Spain will develop an open-source large language model trained in Spanish (Castellano), Basque, Catalan, Galician and Valencian.
Spanish Prime Minister Pedro Sánchez announced the project, which will involve a range of public and private organisations, at the Mobile World Congress taking place in Barcelona this week.
Sánchez said Latin American countries will be invited to train the LLM so that it will be useful to users from any Spanish-speaking country.
That will also allow Spanish AI startups to compete in the vast markets of Latin America and the Spanish speaking communities of the US, says Carlos KiK, CTO and cofounder at Barcelona-based AiMA Beyond AI startup.
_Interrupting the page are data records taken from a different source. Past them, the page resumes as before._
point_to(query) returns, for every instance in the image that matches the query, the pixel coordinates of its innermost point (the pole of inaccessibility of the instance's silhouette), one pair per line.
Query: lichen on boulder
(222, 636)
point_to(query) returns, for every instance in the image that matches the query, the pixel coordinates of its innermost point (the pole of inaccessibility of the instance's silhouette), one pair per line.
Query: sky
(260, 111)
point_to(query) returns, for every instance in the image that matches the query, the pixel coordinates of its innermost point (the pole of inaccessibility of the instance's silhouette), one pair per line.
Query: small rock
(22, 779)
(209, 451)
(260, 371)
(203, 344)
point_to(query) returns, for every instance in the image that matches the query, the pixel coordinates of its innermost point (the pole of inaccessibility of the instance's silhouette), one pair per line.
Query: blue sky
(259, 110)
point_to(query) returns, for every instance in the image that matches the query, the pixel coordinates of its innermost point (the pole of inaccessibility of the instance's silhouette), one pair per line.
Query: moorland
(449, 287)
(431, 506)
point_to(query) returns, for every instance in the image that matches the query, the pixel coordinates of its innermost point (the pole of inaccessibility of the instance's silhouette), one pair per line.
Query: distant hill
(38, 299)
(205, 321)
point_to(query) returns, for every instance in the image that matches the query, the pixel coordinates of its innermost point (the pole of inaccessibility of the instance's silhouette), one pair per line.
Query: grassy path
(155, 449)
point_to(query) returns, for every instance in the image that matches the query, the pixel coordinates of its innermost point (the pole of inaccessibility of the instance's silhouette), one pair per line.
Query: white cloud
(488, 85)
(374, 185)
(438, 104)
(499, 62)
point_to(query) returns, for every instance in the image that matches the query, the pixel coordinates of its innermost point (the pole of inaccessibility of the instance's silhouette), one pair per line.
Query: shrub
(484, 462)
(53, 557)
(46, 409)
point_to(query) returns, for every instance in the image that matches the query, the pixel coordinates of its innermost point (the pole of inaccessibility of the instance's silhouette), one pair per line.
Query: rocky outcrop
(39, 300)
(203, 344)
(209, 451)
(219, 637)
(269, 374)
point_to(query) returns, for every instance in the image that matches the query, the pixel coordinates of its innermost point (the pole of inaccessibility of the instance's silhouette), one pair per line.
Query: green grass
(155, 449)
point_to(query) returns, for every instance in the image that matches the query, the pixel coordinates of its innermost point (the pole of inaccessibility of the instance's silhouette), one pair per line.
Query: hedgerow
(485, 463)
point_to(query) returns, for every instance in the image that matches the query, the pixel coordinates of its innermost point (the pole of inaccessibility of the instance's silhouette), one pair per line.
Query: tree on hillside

“We need this project very much to compete with the American tech companies. If we don’t move quickly, one of the big ones will come and impose their Spanish model on us,” he says.
The LLM will be developed as a public-private partnership between the Barcelona Supercomputer Center (BSC), the Spanish Supercomputing Network comprising 12 of these ultrafast machines, the Royal Spanish Academy and the Association of Spanish Language Academies — which work to protect the integrity of the Spanish language across the world.
Albert Cañigueral, tech transfer director for AI and language technology projects at BSC, hopes the LLM will be equivalent to OpenAI’s GPT-3 model and will be released by the summer, assuming the centre’s MareNostrum 5, one of the world’s 10 supercomputers, comes into operation as planned this spring.
Propelling the industry
The initiative will build on two existing BSC projects, Aina on Catalan and Ilenia on Spanish and other regional languages, which have been gathering written data and recording speech in many parts of Spain, Cañigueral tells Sifted.
Once released, the BSC project’s second phase will be focused on ensuring its LLM is picked up by industry and public institutions.
The BSC data, which will not include licensed content, is already accessible to companies of all sizes and has been used by Google to improve its PaLM-2 model, says Cañigueral.
A handful of startups and publicly-funded projects had already been developing LLMs trained with data in these languages, such as Clibrain — absorbed into Clidrive earlier this month — on Spanish and Latxa on Basque, which Cañigueral says will also benefit from the BSC initiative.
“There will be a coexistence of models, there won’t be a unique model to rule them all like [the One Ring] in the Lord of the Rings,” he says. “There’s a lot of options for collaboration with smaller models specialised on specific tasks, which will also be able to access the BSC data.”
The BSC data will also be available for evaluating models, enabling better comparisons of their language accuracy and fluency, Cañigueral adds.
Warm welcome
KiK says the BSC LLM project could substantially improve the accuracy of the languages spoken as AI startups in Spain, which rely on LLMs trained with up to 90% English language data.
AiMA is an AI-powered life companion that can interact in English, Spanish and Catalan, built on Meta’s LLaMA-2 open-source LLM, which translates from American English. The quality of its output in Catalan is quite poor, Kik says.
“I’ve had to make a gargantuan effort to get it to respond in the language you used when asking a question,” he says.
The BSC LLM would save developers’ time by not having to introduce modifications to make the software sound more natural, KiK adds.
The companions would also be able to identify the local dialects spoken by the user and adapt their responses as if they were a speaker from the same geographic region, for example, by using local expressions.